取調官の合理的裁量に委ねられている趣旨をいう政府見解とは裏腹に、取調べ立会を幾ら求めようと「今回は行いません」としか言われないのは弁護人間では常識である、と言えるだろう。
近時、在宅案件を相次いで受任し、取調べ立会を申し入れるも、やはり「今回は行いません」の嵐である。というより、私にして、取調べ同席経験は15年もの実践の中で五指に満たないのであり、その機能不全たるや、如何ばかりかと思う。
現状ではせいぜい、供述録取書等のゲラ版を取調室外で閲読するのが限界点である。
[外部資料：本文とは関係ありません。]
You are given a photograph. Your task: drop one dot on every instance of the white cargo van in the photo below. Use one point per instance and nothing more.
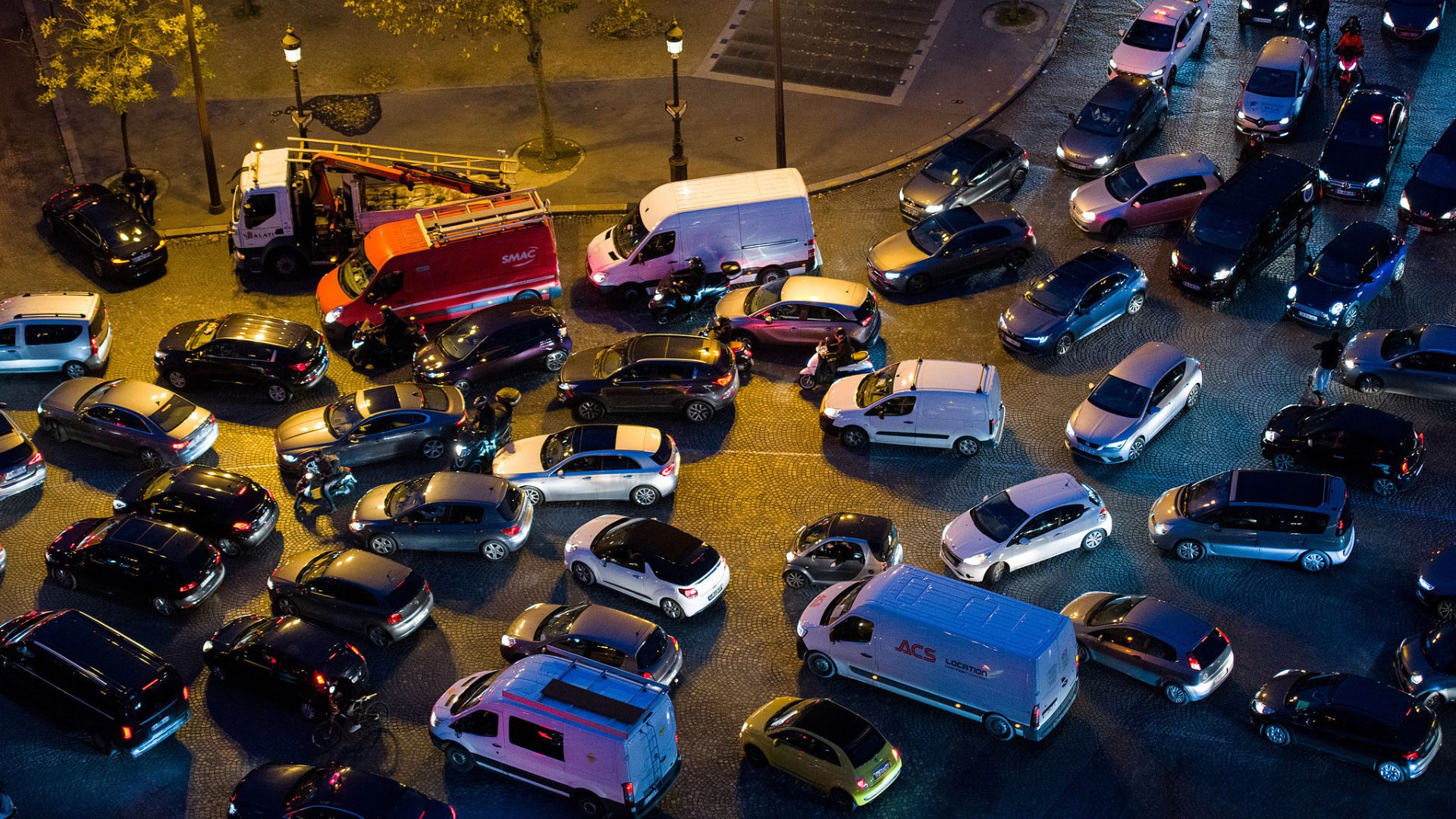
(929, 637)
(598, 735)
(759, 221)
(922, 403)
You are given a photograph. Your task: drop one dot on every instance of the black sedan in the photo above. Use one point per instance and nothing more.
(1351, 717)
(1363, 143)
(277, 789)
(112, 234)
(232, 510)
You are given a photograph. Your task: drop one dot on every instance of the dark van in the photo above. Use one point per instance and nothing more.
(1244, 226)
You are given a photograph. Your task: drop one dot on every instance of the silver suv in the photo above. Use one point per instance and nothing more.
(47, 333)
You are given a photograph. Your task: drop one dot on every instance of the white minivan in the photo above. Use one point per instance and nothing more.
(759, 221)
(922, 403)
(601, 736)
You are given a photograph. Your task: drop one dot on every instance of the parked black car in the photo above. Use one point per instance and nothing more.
(1351, 717)
(287, 657)
(136, 557)
(1363, 143)
(1244, 226)
(664, 373)
(112, 234)
(275, 356)
(494, 341)
(232, 510)
(1347, 439)
(92, 676)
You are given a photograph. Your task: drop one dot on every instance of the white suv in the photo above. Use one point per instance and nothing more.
(46, 333)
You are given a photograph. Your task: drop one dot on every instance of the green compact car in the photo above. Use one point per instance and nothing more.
(823, 744)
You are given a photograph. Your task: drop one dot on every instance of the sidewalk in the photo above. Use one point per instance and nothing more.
(968, 74)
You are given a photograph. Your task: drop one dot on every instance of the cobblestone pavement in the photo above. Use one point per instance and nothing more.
(755, 474)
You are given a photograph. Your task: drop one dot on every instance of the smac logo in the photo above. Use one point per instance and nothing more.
(916, 651)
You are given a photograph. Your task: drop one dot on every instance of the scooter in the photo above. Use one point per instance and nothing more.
(814, 376)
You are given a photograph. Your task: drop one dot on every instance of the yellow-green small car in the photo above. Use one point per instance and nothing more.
(823, 744)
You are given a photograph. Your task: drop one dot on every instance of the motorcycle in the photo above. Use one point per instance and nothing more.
(814, 376)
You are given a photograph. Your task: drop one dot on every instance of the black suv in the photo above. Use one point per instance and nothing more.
(667, 373)
(232, 510)
(92, 676)
(494, 341)
(1347, 439)
(287, 657)
(137, 557)
(1244, 226)
(277, 356)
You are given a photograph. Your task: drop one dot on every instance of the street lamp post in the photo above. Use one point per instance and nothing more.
(677, 164)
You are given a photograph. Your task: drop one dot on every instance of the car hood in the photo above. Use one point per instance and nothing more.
(896, 253)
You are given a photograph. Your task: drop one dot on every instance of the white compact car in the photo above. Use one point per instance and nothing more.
(1024, 525)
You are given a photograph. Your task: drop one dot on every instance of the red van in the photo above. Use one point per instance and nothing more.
(446, 262)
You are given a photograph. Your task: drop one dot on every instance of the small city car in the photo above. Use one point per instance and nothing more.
(1024, 525)
(494, 341)
(353, 591)
(136, 557)
(842, 547)
(1161, 39)
(1072, 302)
(651, 373)
(232, 510)
(1416, 360)
(823, 744)
(1149, 191)
(599, 632)
(1112, 126)
(133, 417)
(1350, 717)
(1363, 143)
(1276, 91)
(275, 356)
(118, 241)
(968, 169)
(653, 561)
(951, 245)
(1260, 515)
(1348, 439)
(444, 512)
(1426, 667)
(1152, 642)
(375, 425)
(1136, 401)
(278, 789)
(1356, 265)
(593, 463)
(95, 678)
(287, 657)
(20, 461)
(47, 333)
(801, 309)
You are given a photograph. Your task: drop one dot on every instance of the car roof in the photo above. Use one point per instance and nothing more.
(1147, 363)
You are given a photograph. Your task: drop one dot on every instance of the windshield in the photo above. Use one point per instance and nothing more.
(998, 518)
(1120, 397)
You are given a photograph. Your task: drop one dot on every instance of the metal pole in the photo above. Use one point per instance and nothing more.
(215, 205)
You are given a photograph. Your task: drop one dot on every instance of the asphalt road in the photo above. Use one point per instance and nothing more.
(755, 474)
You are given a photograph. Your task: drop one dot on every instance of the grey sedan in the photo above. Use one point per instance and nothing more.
(1152, 642)
(375, 425)
(133, 417)
(598, 632)
(459, 512)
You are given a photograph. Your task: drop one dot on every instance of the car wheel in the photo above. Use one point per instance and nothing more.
(820, 664)
(1188, 550)
(494, 551)
(588, 410)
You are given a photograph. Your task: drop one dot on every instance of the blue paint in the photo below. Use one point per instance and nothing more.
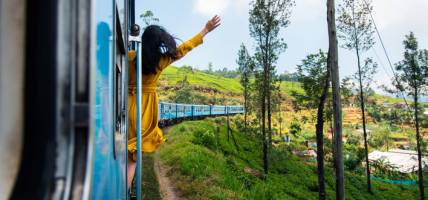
(105, 169)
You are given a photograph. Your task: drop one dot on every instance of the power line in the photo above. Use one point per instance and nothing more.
(386, 54)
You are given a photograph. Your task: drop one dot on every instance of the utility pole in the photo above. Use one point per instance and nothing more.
(337, 106)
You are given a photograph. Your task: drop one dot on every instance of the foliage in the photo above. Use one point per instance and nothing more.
(354, 26)
(267, 18)
(412, 72)
(312, 75)
(223, 173)
(185, 92)
(173, 75)
(205, 138)
(295, 128)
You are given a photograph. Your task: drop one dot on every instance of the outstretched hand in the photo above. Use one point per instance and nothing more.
(211, 25)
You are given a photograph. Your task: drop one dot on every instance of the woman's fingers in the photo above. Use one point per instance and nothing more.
(213, 23)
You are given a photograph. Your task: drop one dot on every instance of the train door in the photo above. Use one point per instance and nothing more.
(50, 43)
(110, 113)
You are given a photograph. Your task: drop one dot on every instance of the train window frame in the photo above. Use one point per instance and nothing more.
(120, 74)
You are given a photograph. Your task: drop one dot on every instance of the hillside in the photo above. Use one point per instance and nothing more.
(172, 75)
(220, 87)
(204, 164)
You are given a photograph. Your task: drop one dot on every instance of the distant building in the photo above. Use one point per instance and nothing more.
(400, 105)
(404, 161)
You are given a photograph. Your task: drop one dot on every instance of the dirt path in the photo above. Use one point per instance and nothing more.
(167, 189)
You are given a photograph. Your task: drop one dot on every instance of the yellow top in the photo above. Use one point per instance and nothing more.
(151, 133)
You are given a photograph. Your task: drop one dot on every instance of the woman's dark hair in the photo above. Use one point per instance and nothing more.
(156, 42)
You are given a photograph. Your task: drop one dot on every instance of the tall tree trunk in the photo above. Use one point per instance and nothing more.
(337, 107)
(320, 138)
(418, 146)
(269, 115)
(265, 148)
(363, 112)
(245, 107)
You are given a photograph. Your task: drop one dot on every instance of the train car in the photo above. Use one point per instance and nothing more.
(63, 103)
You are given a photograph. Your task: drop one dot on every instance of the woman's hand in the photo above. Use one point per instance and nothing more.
(211, 25)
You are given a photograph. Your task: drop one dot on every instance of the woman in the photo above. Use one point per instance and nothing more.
(159, 50)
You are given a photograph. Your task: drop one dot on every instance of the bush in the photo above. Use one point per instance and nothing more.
(205, 138)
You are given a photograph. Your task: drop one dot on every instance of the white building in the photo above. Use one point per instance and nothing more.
(402, 160)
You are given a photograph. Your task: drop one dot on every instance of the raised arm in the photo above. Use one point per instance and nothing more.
(187, 46)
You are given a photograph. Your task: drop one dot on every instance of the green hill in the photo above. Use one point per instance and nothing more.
(205, 164)
(172, 75)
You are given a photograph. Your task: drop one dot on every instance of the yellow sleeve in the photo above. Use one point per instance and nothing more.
(183, 49)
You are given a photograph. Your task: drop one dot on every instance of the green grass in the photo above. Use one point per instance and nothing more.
(212, 167)
(287, 87)
(150, 182)
(197, 78)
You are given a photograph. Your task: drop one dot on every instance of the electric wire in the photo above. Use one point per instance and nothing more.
(387, 56)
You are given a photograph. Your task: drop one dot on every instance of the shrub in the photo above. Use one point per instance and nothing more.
(205, 138)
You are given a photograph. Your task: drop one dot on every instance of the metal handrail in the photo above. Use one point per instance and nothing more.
(138, 123)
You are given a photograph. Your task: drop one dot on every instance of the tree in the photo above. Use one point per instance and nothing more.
(185, 92)
(356, 31)
(332, 63)
(210, 67)
(267, 17)
(411, 76)
(347, 89)
(245, 68)
(315, 79)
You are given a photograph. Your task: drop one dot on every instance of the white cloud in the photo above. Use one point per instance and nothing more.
(211, 7)
(392, 14)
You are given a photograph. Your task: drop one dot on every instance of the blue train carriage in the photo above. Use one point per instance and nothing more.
(69, 139)
(67, 90)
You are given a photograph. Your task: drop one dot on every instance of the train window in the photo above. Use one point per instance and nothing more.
(119, 136)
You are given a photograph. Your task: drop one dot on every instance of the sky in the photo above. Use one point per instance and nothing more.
(306, 34)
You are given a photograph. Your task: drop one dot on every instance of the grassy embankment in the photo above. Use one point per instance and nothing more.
(205, 165)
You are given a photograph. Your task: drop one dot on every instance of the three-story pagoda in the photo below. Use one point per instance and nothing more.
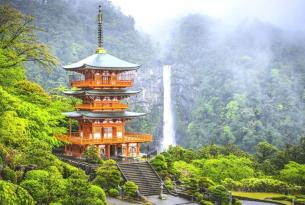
(102, 115)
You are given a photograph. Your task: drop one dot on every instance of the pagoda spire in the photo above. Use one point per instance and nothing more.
(100, 49)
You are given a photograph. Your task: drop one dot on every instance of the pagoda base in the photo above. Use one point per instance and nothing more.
(127, 150)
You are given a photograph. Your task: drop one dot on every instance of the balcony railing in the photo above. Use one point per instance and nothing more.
(103, 106)
(75, 138)
(100, 84)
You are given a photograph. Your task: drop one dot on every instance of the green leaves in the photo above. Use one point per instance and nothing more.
(19, 42)
(11, 194)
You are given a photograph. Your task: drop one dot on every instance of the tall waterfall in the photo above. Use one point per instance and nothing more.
(168, 122)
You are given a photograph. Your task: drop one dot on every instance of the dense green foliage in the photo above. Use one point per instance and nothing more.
(108, 175)
(130, 189)
(11, 194)
(30, 120)
(209, 172)
(240, 86)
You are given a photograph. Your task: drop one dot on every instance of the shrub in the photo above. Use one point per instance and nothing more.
(108, 175)
(168, 183)
(264, 185)
(9, 175)
(238, 202)
(159, 163)
(14, 194)
(219, 192)
(113, 192)
(130, 189)
(91, 156)
(205, 202)
(198, 196)
(205, 182)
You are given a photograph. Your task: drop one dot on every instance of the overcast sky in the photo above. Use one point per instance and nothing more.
(152, 16)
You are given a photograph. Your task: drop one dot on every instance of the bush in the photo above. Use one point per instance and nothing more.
(9, 175)
(198, 196)
(14, 194)
(264, 185)
(159, 163)
(168, 183)
(108, 175)
(91, 156)
(219, 192)
(238, 202)
(130, 189)
(113, 192)
(205, 202)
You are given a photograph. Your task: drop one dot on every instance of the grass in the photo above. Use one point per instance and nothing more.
(260, 196)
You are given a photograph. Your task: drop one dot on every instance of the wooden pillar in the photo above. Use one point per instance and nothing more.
(138, 149)
(127, 150)
(70, 128)
(108, 150)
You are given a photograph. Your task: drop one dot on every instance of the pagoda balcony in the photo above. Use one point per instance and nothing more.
(75, 138)
(108, 105)
(102, 84)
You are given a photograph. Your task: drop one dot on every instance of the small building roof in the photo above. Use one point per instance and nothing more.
(97, 92)
(102, 61)
(101, 115)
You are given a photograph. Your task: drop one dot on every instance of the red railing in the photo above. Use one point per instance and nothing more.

もとより、依頼者が一字一句を書き写して弁護人に正確に報告し、署名押印の是非について相談する権利は揺るがない以上(ペンやノートの持ち込みを禁じようとする取調官も多いが、人権教育以前に社会常識にすら欠けると言わざるを得ない)、ゲラ版を見せた方が時間短縮であり、それならいっそ、立ち会わせた方が早いと思うのだが、なんとかは死ななければ治らないの類いだろうか。
脳梗塞後遺症で失語症が出ている高齢者や、摂食障害を中心とする複合的な精神症状から取調室の椅子に座ることすら出来ない依頼者ですら、親族を立ち会わせるのがやっとという状況を見るにつけ、この問題、捜査機関は一体なにと闘っているのだろうかと不思議に思う。
再現の予行演習だの、自白上申書の下書き練習だのと、見られたくない営みが余りに多いのは良く分かるが。